My team is trying to resolve an oracle issue we're seeing sporadically that is really causing us trouble.
We have an update process that imports .dmp files via a package that utilizes an Apply job to do so. (not our choice to implement it this way…)
The problem is, we're getting this apply job aborted with an error of 4031 unable to allocate <100 bytes (various values, usually from 60 to 90) from memory, with the shared pool marked as the culprit. ASMM is on. The server is provisioned ~500 MB of memory to run on (these are old Server 2003 environments so memory is in high demand). I am concerned about this error – it seems to me that the error should always report multiples of 4k, as that is our granule size, but perhaps I am mis-understanding the process of freeing up memory. I am also concerned that the server is not freeing up packages as needed.
I believe that the fix is to use dbms_shared_pool.keep("PACKAGE NAME") to pin the package used to run the apply job, so that it never has to allocate the memory again, but we need to test this fix before we deploy it, for various organizational reasons. We also plan to allocate more memory to the oracle database.
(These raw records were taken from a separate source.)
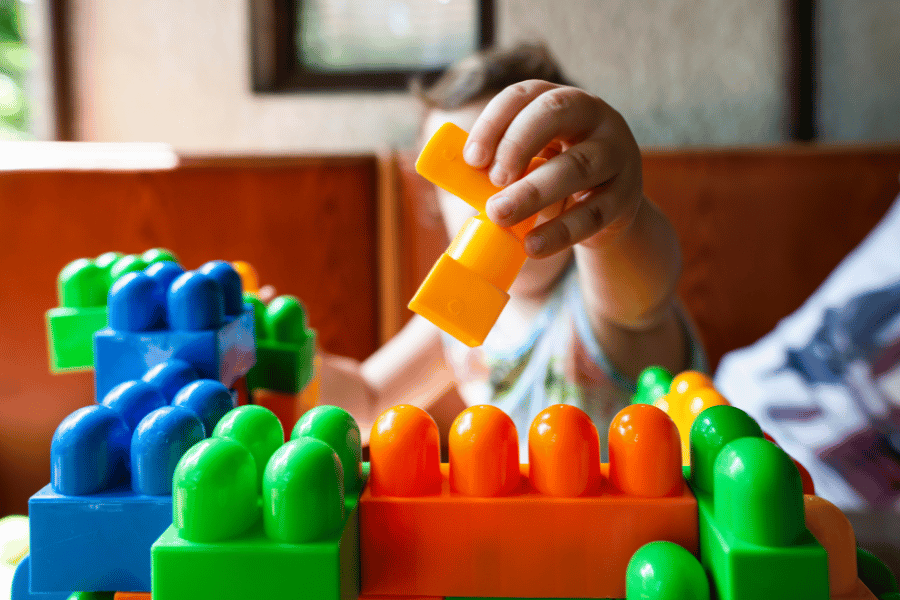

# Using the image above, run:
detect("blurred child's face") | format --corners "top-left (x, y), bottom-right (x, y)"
top-left (422, 105), bottom-right (572, 296)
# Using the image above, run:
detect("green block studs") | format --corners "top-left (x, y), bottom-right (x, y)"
top-left (244, 294), bottom-right (316, 394)
top-left (631, 367), bottom-right (672, 404)
top-left (152, 405), bottom-right (362, 600)
top-left (625, 542), bottom-right (709, 600)
top-left (47, 248), bottom-right (177, 373)
top-left (689, 406), bottom-right (829, 600)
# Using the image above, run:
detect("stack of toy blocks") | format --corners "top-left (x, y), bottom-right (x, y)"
top-left (13, 261), bottom-right (255, 598)
top-left (153, 406), bottom-right (364, 600)
top-left (360, 404), bottom-right (698, 598)
top-left (94, 261), bottom-right (256, 397)
top-left (47, 248), bottom-right (176, 372)
top-left (245, 293), bottom-right (319, 431)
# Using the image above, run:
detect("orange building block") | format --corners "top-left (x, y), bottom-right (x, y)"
top-left (803, 495), bottom-right (876, 600)
top-left (409, 123), bottom-right (545, 346)
top-left (360, 404), bottom-right (698, 598)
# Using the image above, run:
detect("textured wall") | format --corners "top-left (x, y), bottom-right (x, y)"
top-left (499, 0), bottom-right (786, 146)
top-left (818, 0), bottom-right (900, 142)
top-left (73, 0), bottom-right (785, 152)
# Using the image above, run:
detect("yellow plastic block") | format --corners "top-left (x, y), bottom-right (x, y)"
top-left (409, 254), bottom-right (509, 347)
Setting the minimum size is not a solution, as we've seen this issue when the size of the pool is above the minimum, with ASMM on. We've also tried setting the sga maximum size to a higher value, and pinning the package in question, but again, with no way to reproduce the issue, it is a waiting game to see if it ever happens again.
Our main problem is in reliably reproducing the problem – even when disabling ASMM and setting the shared pool as small as possible, we're not able to reliably reproduce the issue. We've gotten the shared pool small enough that the web interface can't even pull image tags out of the database, or query the login information from the appropriate table, yet the apply job still runs reliably.
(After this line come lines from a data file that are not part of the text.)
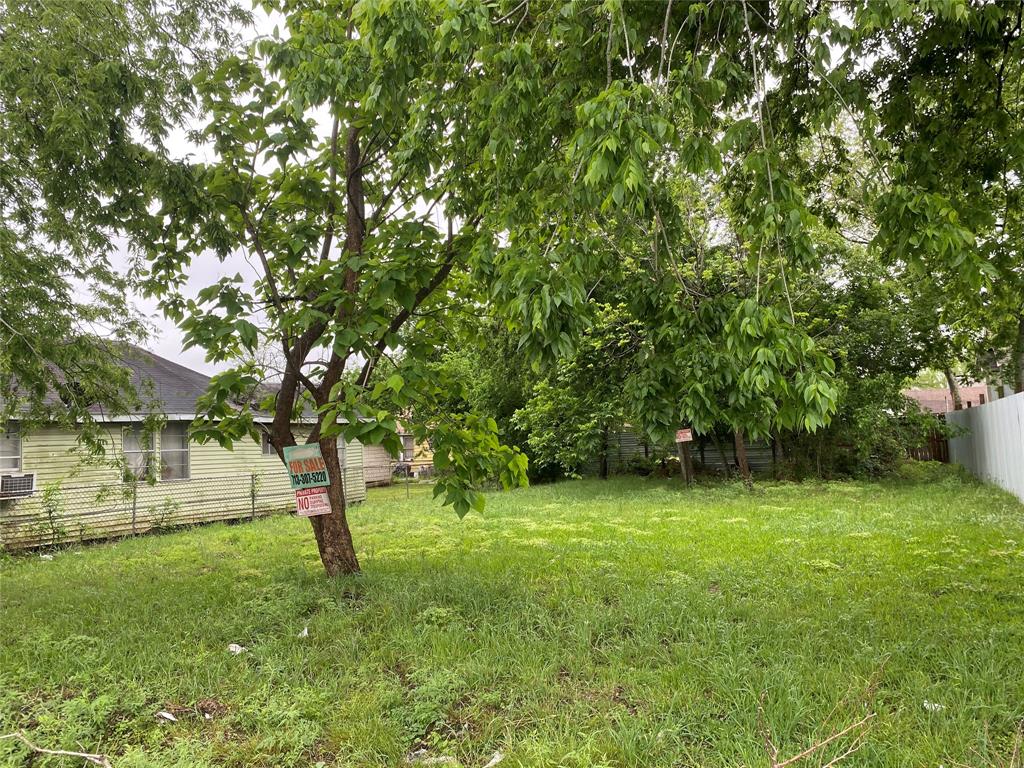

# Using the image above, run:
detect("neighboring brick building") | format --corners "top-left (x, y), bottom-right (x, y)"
top-left (903, 384), bottom-right (988, 414)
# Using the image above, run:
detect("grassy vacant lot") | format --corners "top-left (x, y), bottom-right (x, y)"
top-left (0, 475), bottom-right (1024, 768)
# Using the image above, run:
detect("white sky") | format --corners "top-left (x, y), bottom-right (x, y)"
top-left (117, 7), bottom-right (284, 375)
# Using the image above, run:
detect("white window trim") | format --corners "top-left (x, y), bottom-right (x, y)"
top-left (0, 422), bottom-right (25, 475)
top-left (157, 422), bottom-right (191, 482)
top-left (121, 424), bottom-right (154, 480)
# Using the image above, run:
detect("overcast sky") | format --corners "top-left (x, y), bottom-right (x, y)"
top-left (124, 7), bottom-right (284, 374)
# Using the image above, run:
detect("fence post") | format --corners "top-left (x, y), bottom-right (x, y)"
top-left (131, 479), bottom-right (138, 536)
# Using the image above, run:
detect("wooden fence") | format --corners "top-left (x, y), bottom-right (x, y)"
top-left (946, 392), bottom-right (1024, 501)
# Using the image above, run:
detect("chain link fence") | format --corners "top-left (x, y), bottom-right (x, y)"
top-left (0, 472), bottom-right (295, 549)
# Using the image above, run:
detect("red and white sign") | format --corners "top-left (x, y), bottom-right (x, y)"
top-left (295, 487), bottom-right (331, 517)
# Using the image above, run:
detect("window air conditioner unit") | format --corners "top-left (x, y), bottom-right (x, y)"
top-left (0, 474), bottom-right (36, 501)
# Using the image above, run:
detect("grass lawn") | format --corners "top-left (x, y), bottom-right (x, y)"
top-left (0, 474), bottom-right (1024, 768)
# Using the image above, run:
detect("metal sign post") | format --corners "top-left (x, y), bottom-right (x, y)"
top-left (285, 442), bottom-right (331, 517)
top-left (676, 427), bottom-right (693, 486)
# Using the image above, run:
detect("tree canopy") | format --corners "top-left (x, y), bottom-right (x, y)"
top-left (4, 0), bottom-right (1024, 572)
top-left (0, 0), bottom-right (249, 444)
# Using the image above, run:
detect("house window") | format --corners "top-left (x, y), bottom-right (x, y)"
top-left (122, 424), bottom-right (153, 480)
top-left (0, 421), bottom-right (22, 472)
top-left (160, 421), bottom-right (189, 480)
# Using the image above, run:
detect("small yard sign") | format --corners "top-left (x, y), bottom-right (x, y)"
top-left (285, 443), bottom-right (331, 517)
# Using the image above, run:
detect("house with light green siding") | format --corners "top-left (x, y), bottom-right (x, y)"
top-left (0, 350), bottom-right (367, 549)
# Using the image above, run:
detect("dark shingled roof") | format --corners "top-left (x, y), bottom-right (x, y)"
top-left (118, 346), bottom-right (210, 415)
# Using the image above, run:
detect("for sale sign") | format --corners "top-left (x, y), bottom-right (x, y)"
top-left (295, 487), bottom-right (331, 517)
top-left (285, 442), bottom-right (331, 490)
top-left (285, 442), bottom-right (331, 517)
We do not have an in-house DBA so naturally we're probably missing some obvious steps.
This issue is present sporadically on 2-3 servers in a 8 server environment. These individual servers all see similar use by different groups. I am unclear as to why only some of the servers encounter this problem, but have not been able to identify any smoking gun cause.
I am hoping for input in either reliably avoiding this issue entirely, or in reliably forcing the shared pool to be unable to allocate bytes to this job, so that we can confirm these fixes actually work.
Please bear in mind that I have read most of the 4031 posts on SO at this point – this problem has been under investigation for weeks. It is likely NOT appropriate to mark this question as duplicate and direct me to another question – I've read it already. It did not answer my question.This is a cross post from plain old Stackoverflow
I have examined the trace files for one of the servers but it was less than enlightening – I am unsure of what to look for.
We've tried flushing the shared pool, but again, with no way to reproduce the issue it turns into an "wait and see" fix, which isn't the answer that our funder is really interested in.